The goal is, in a nutshell, to be able to run a couple of open live microphones and instrument inputs, all through plug-ins, and do a full mix, which can be recorded while performing, and also send that stream to Skype. What this gives me is the ability to make a call into a live streaming radio show, processing my voice and instruments as I see fit for the live audio, and get a high-quality multi-track recording that I can play with later, for post-production. I'd like to be able to use this setup for Skype, and I'd also like to use a similar setup for deejaying a live show using a controller -- for Traktor, maybe, or Itch, although I have not worked that all out yet. I could stream the results to UStream, or some other streaming service -- or up to Skype, although Skype's half-duplex nature and lag makes it impossible to use for live jams.
Now here's the basic difficulty I have with a lot of audio applications on MacOS X. CoreAudio is fantastic, and gives me an incredible amount of control -- but that control stops at the individual applications that I want to route together. There is not a "standard" way to choose audio routing, or a standard Apple-provided way to patch audio together. My Ensemble has a lot of outputs and inputs, but Skype doesn't. The settings for choosing audio input to Skype looks like this:
So, I've got to send my processed live audio back into my audio interface's channel 1 input. See this highly sophisticated computer rendering which explains the routing:
This is how I record the Bloodthirsty Vegetarians podcast with Rich Wielgosz. I'm using a condenser microphone plugged into one of the microphone inputs of the Ensemble, with phantom power on. It can't be just any of the inputs though -- it can't be the first input, since I'm going to use that to send the mixed audio to Skype. That microphone is going into a channel strip in Logic Pro. On that channel strip I've got an instance of Izotope Alloy set up using a preset that gives me an "NPR" sound -- a smile curve and some mild compression and gating. What Logic is recording, though, is the raw audio from the microphone. After we're done with the Skype call, I take that raw mic audio file and run it through Izotope RX to remove some faint computer fan or heating system noise, turn it into a FLAC, and upload it to a place where Rich can get it. He then puts it together with _his_ mic audio, lines them up, edits them while keeping both channels in sync, applies whatever compression and gating effects he thinks best, and of course drops in the intro, outro, any sound effects, and the songs we're talking about.
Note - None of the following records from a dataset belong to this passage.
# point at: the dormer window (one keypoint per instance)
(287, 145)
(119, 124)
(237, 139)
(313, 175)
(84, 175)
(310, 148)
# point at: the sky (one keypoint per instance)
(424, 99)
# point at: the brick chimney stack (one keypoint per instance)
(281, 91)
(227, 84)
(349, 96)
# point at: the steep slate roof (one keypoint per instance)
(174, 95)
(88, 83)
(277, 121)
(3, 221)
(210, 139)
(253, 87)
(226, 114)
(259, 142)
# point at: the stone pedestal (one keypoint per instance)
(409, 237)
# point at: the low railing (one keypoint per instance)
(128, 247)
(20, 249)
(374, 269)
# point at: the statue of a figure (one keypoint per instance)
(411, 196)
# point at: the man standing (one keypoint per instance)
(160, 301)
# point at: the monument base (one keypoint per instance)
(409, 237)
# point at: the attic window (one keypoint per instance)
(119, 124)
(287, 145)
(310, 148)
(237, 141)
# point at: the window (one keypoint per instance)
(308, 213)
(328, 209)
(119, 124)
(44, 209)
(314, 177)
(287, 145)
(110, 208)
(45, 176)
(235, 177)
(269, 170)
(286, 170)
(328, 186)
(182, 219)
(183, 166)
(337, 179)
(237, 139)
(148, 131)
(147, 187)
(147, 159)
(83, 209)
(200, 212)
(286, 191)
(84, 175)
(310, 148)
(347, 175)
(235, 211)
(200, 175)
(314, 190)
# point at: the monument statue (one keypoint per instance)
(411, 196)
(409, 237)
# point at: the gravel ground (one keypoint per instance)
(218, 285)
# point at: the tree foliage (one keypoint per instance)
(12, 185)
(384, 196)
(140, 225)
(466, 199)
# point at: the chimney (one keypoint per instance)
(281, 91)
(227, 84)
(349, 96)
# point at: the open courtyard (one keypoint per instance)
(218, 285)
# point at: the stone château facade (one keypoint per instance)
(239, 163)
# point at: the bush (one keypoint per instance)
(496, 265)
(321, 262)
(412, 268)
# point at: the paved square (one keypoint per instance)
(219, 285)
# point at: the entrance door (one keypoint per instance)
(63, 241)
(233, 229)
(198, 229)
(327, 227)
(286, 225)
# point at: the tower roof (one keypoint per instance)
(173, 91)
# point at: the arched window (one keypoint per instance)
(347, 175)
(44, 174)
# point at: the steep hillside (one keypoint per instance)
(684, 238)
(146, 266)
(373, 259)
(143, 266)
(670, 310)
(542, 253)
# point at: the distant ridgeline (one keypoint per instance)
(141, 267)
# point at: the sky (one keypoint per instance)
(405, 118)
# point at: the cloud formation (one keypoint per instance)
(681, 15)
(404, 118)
Because of the hardware, I had to order a special short cable to do this: a TRS 1/4" (for the channel 8 analog output) to XLR male. It will actually work to use a short 1/4" TS to TS or TRS to TRS cable, and run it into the "effects return" input for channel 1, which is designed to use as a "return" from an external compressor, but this is not ideal (it loses the balanced connection and does something to the voltage that might change the level; I have to admit I'm not quite nerdy enough at the hardware level to explain exactly what, in terms of dBu or volts. If you can, use the right cable.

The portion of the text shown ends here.